Aunt Angharad was the most unlikely person to kowtow to our family tradition. A professor of psychology, who lectured around the world, she had had several books published. She was a strong independent woman in her early sixties who lived alone in a smart London suburb. When on her travels, she strode rapidly around with a confident, energetic air, carrying her laptop, and wheeling a case behind her. The family viewed her as a being ‘a trifle eccentric’. She was known to accept invitations to gatherings and then fail to arrive without giving notice or reason. This was but one example of her failure to conform to social norms, others included a refusal to recognise or celebrate religious festivals, collecting the free individual packs of sugar, sauce and the like in cafes, producing a pack of sandwiches at a family lunch, whilst announcing ‘I prefer to bring my own food when you’re doing the cooking.’ Despite these foibles, she was approachable and eloquent. She had a modern outlook and kept up to date with current affairs. We enjoyed her company. 

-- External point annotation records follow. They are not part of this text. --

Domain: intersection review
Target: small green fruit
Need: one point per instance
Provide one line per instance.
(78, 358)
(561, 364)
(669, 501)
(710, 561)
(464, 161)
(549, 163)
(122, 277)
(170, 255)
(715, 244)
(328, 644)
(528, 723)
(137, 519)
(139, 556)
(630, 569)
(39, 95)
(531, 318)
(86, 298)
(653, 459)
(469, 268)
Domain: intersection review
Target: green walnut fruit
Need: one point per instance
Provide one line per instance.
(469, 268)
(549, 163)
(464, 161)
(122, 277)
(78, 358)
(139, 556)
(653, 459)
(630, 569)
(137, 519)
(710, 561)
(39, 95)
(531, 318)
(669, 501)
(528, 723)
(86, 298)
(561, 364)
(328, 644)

           In appearance, she was tall and lean with sharp, pointed facial features. She had clear, blue eyes which observed you through round clear rimmed glasses, making you feel as though she was assessing your every thought. She wore little make-up, usually just a slick of bright lipstick on her thin lips. The only jewellery she wore was a small stainless steel wristwatch, and a selection of dangly earrings. Clothes wise, she tended to wear low heeled leather shoes, and what appeared to be good quality tweed suits. We later found out that, it was these latter items, which contributed to her unpleasant odour. She confided in our mother that she scoured the local charity shops for her clothes, and would only buy reputable brands. She added that she ‘sponged them down’ rather than ‘waste money on dry cleaning.’

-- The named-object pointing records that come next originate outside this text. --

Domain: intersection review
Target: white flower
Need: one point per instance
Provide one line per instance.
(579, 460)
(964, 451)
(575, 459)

           I believe that the other factors contributing to the unique aroma, which was integral to her identity, was a propensity to forget to wash, and in part, our family tradition of not cutting our hair until we produced a child. When my sister, Elise and I asked her why as an educated woman, she had continued to adhere to this archaic custom, she replied.

           ‘What you are taught as a child, as being ‘right’ you tend to accept. These ideas become hard wired into your brain, and are very hard to shake off. And besides I loved my long, flowing locks when I was young.’               

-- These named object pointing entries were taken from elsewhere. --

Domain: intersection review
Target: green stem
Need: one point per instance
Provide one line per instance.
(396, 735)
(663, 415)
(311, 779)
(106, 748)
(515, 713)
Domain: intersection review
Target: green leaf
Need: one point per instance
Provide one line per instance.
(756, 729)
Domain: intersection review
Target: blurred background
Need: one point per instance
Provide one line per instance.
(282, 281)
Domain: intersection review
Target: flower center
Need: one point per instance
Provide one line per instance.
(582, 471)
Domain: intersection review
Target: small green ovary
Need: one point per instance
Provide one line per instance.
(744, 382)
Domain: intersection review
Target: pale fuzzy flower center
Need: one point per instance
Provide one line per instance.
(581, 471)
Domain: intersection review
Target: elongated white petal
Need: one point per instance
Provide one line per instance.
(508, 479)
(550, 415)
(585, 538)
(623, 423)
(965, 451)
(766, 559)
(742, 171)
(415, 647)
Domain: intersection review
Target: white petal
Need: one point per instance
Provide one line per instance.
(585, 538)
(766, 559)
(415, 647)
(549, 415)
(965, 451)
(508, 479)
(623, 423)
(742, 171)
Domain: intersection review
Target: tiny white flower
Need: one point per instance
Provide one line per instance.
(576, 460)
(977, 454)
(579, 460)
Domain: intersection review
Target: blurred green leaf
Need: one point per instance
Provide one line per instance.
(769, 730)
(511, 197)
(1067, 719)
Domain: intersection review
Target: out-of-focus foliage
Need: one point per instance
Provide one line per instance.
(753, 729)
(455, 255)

‘I suppose you thought that, the time would come when you would naturally cut your hair?’ I persisted.

‘No, I knew that marriage and motherhood would never be options for me.’ Later, I reflected on this statement, and realised that she was might have been a latent gay. We had never known her to have a relationship with anyone. She continued. ‘Besides, hairstyles for women of my age tend to be short crops. Much easier to have it like this, rather than keep having to visit the hairdresser.’ She wore her iron grey hair in a top knot, and I now suspect that, this choice was as much to do with her innate thriftiness as family tradition. Super fastidious Elise asked ‘Isn’t a bit of a marathon washing it?’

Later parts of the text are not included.